Education vs. Experience — How To Get An Awesome Job

With the option of post-secondary education virtually cost-prohibitive for many young people, students are asking themselves how they can go about finding a great job without spending a fortune studying at university. Student loans can help, but with an ever-increasing cost of living, it’s getting harder and harder for people to get out of debt after their college days are over — even with a hard-earned university degree.

There are opposing views on the connection between post-secondary education and good employment — if you have enough experience in your chosen field, do you really need a degree to back it up? And are there ways to get an education without taking on an enormous financial commitment? Maybe, with a solid plan and a bit of hard work, you can benefit from the best of both worlds.

  1. Getting an education

You don’t have to spend hundreds of thousands of dollars and go to school for years and years to get a solid education in a field that interests you. Instead, consider pursuing certification in a trade, like a surgical technician or an HVAC installer. Often, technical schools can train you for a fun, well-paid career — without requiring a huge financial investment like a university. A certification from a technical school will give you the skills necessary to enter a trade with a high demand for qualified staff members.

By choosing vocational training over university, you’ll be finished with your education in only two years — compared to the four years typically required to earn a bachelor’s degree. That means you’ll not only be able to enter the workforce earlier than your college-educated peers, you won’t be forced to take extra classes just to get all the credits you need. Technical schools provide more streamlined, hands-on training, and are a great option for someone who is eager to get out of the classroom and into their chosen industry.

A common argument against trade school as an option is that graduates will typically earn a lower salary than someone who holds a bachelor’s degree. While that may be true, it typically takes almost three years worth of income to pay for the cost of the average college degree, according to 2012 data from the Bureau of Labor Statistics. The cost of an average technical school education, however, could be paid off with only 11 months worth of income, based on the average annual income for entry level positions.

2. Getting some experience

While attending a trade school or university will provide you with tons of information to help you prepare for your future career, nothing beats actual on-the-job training. If you are fortunate enough to have a marketable talent or a head for business, you can teach yourself to become a web designer, programmer,freelance or paper writer, or a self-made business owner.

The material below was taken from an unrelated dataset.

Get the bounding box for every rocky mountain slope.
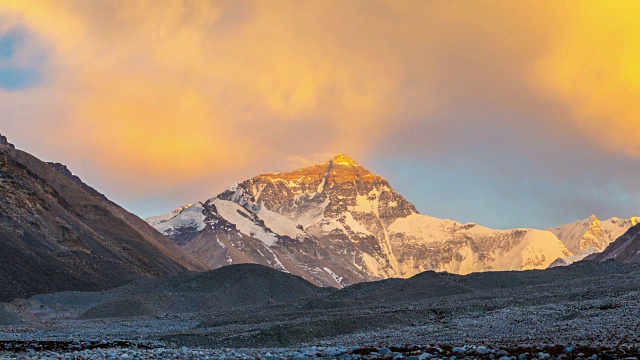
[147,155,631,286]
[589,225,640,264]
[0,137,204,300]
[547,215,639,266]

Admittedly, there are certain jobs that require you to have an education. Science, technology, engineering, mathematics, and medical fields require you to have a relevant degree, but you do have the option to carefully examine your skill set to see what you have to offer the job market. Some of these options might require a bit of an investment to start up, but even this is minimal compared to the cost of a university education.

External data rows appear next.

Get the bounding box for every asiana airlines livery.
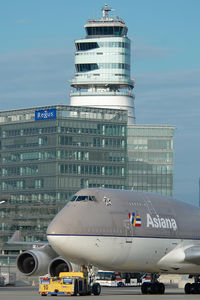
[17,188,200,294]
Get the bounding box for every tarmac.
[0,286,197,300]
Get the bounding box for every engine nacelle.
[48,256,80,277]
[17,245,58,276]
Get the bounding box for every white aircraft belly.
[48,235,200,274]
[48,235,177,272]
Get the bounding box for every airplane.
[17,188,200,294]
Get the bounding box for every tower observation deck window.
[86,26,127,36]
[76,64,98,72]
[76,43,99,51]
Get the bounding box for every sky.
[0,0,200,206]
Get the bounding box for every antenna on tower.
[101,4,111,20]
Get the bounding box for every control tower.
[70,5,135,124]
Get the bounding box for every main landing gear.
[141,274,165,294]
[185,275,200,294]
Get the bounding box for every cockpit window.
[70,196,95,202]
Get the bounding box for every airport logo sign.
[35,108,56,121]
[147,214,177,230]
[128,212,142,227]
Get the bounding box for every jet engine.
[17,245,80,277]
[17,245,58,276]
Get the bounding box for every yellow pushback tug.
[39,272,101,296]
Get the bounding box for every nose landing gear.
[141,274,165,294]
[184,275,200,294]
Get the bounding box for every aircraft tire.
[92,282,101,296]
[158,282,165,295]
[190,283,200,294]
[184,282,191,294]
[73,280,78,296]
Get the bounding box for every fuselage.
[47,189,200,274]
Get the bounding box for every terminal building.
[0,6,174,259]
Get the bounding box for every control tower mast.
[70,5,135,124]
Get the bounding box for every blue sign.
[35,108,56,121]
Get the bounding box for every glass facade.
[0,105,174,244]
[127,125,174,196]
[0,106,127,243]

Lots of employers in more creative fields like graphic design, publishing, or visual effects are more interested in what you can produce than your level of education. Instead, they look for a level of expertise and relevant experience. If you are interested in pursuing this option, consider taking internships and working a part-time job to help cover your costs while you gain experience and build a portfolio.

For the more entrepreneurial-minded, the options are virtually endless. A real estate investment could lead to opportunities in property management or commercial development, a solid idea for a sellable product could take off with the right marketing, or you could turn a lifetime passion into a business venture.

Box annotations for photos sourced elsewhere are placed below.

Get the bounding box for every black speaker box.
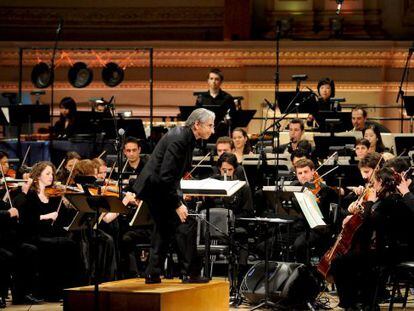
[240,261,320,305]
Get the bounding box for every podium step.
[63,278,229,311]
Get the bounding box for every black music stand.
[238,217,293,311]
[319,164,365,187]
[278,92,318,114]
[315,110,353,135]
[65,193,127,310]
[231,110,257,130]
[394,134,414,156]
[313,135,356,159]
[403,96,414,133]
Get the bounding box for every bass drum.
[240,261,320,305]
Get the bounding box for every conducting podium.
[180,178,246,277]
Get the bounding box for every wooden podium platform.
[63,278,229,311]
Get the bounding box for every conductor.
[133,108,215,284]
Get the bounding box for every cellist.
[291,159,338,263]
[330,167,414,310]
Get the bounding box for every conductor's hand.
[175,204,188,222]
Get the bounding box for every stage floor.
[1,293,414,311]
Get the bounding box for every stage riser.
[63,279,229,311]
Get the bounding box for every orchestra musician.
[214,152,254,284]
[232,127,253,163]
[52,97,77,139]
[14,161,80,301]
[351,106,390,133]
[123,137,146,175]
[355,138,371,161]
[291,159,338,263]
[306,78,342,126]
[330,167,414,310]
[362,124,387,153]
[196,68,236,142]
[213,136,247,180]
[133,108,215,283]
[56,151,81,183]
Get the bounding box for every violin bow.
[187,152,211,176]
[0,161,14,212]
[315,151,338,175]
[52,159,78,226]
[98,150,106,159]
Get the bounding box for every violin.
[45,185,83,198]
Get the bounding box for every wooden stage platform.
[63,278,229,311]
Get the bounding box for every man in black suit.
[133,108,215,283]
[196,68,236,143]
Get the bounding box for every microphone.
[118,127,125,136]
[264,98,276,110]
[305,86,319,97]
[336,0,344,15]
[56,17,63,35]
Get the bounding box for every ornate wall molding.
[0,81,414,93]
[0,41,414,68]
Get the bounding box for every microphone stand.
[395,47,414,133]
[107,96,125,200]
[50,18,63,130]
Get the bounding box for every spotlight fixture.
[31,62,54,89]
[68,62,93,88]
[102,62,124,87]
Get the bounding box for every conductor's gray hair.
[185,108,216,127]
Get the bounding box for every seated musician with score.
[213,136,247,180]
[329,167,414,310]
[214,152,254,284]
[14,161,80,300]
[291,159,338,263]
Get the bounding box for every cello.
[317,156,382,283]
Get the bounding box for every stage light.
[31,62,53,89]
[68,62,93,88]
[102,62,124,87]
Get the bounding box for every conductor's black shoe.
[145,274,161,284]
[182,275,210,284]
[13,294,43,305]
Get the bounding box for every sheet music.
[294,190,326,229]
[180,178,246,196]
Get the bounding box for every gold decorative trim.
[0,81,414,93]
[0,47,414,68]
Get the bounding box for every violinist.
[291,159,338,263]
[124,137,145,176]
[330,167,414,310]
[344,152,383,206]
[56,151,81,183]
[355,138,371,161]
[70,159,119,281]
[213,136,247,180]
[384,157,414,213]
[92,158,108,180]
[0,151,12,178]
[14,161,80,301]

There are obviously advantages and disadvantages to both options, so there’s really no easy answer. Students can pursue an education in a field that interests them if they so choose, but during their studies, it’s advantageous to pursue opportunities that will help them gain experience in as many different areas of employment as possible. The goal for any student is to find a balance between doing what they love and doing what can earn them a living — and combining studies in a chosen field with valuable on-the-job work experience is the optimal choice.